7. The issue raised in ground no 3 relates to the disallowance of 3,26,412/- made by the AO and confirmed by the Ld. CIT(A) on account of donation and subscription.

8. In the profit and loss account filed along with its return of income, the assessee had debited a sum of Rs. 3,26,412/- on account of donations and subscriptions. During the course of assessment proceedings, the assessee however was unable to furnish any documentary evidence to establish that the expenditure on donations and subscriptions was incurred wholly and exclusively for the purpose of its business. The same therefore was disallowed by the O. On appeal, the Ld. CIT(A) confirmed the said disallowance as the assessee could not establish the business expediency of the expenditure incurred on donations and subscriptions.

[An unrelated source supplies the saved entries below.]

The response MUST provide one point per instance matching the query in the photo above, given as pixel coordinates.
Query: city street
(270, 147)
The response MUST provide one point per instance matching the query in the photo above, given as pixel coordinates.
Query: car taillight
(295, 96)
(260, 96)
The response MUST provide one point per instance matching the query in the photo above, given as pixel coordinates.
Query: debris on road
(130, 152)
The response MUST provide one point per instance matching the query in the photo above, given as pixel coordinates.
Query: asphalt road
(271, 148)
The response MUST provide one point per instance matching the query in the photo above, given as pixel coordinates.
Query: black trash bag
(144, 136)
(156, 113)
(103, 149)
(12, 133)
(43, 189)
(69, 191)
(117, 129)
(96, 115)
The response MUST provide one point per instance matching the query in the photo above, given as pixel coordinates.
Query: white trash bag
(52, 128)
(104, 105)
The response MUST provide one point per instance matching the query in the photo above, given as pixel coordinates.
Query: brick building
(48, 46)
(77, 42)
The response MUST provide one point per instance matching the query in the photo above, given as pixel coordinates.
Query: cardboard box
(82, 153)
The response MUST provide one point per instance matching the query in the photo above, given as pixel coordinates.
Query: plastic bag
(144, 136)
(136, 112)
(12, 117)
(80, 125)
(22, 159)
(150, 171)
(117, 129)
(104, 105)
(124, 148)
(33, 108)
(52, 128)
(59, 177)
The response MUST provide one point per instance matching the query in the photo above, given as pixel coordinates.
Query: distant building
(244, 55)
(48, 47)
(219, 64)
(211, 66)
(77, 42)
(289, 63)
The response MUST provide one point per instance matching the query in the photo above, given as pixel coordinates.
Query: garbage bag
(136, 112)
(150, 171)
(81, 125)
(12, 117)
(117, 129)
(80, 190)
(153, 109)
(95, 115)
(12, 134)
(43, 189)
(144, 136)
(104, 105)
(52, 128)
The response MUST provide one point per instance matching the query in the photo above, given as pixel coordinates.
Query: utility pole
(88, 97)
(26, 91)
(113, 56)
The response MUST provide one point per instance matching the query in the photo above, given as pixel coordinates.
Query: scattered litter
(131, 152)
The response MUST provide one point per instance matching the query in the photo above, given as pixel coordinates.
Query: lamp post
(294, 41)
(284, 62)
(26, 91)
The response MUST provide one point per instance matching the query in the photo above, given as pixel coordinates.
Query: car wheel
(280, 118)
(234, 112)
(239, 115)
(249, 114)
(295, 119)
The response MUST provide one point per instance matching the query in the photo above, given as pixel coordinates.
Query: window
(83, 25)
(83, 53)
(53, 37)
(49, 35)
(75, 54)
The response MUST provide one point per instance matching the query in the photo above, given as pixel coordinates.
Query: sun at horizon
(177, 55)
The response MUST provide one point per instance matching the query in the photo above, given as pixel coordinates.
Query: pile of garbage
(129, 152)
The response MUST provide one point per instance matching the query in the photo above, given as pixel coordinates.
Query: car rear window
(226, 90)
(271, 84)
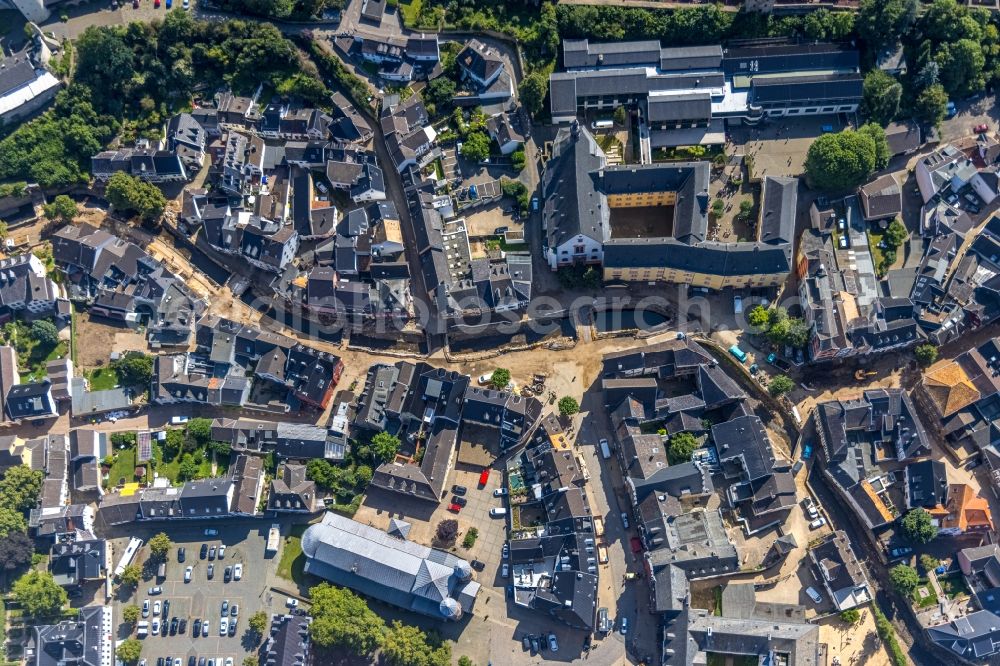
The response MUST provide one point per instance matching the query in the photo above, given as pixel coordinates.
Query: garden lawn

9. We have heard the arguments of both the sides on this issue and also perused the relevant material available on record. As submitted by the learned counsel for the assessee, the assessee is a construction company executing the work at different sites. On these sites, different pujas and functions are performed for which the assessee has to give donations and subscriptions. Although this submission of the learned counsel for the assessee shows some nexus of the expenditure incurred by the assessee on donations and subscriptions to its business, it is observed that the claim of the assessee is not fully verifiable in the absence of the relevant details and supporting documentary evidence. In our opinion, it would, therefore, be fair and reasonable to allow the claim of the assessee on account of donations and subscriptions only to the extent of 50%. We accordingly modify the impugned order of the Ld. CIT(A) on this issue and restrict the disallowance on account of donations and subscriptions to 50%. Ground no 3 of the assessee’s appeal is thus partly allowed.

10. In the result, the appeal of the assessee is partly allowed.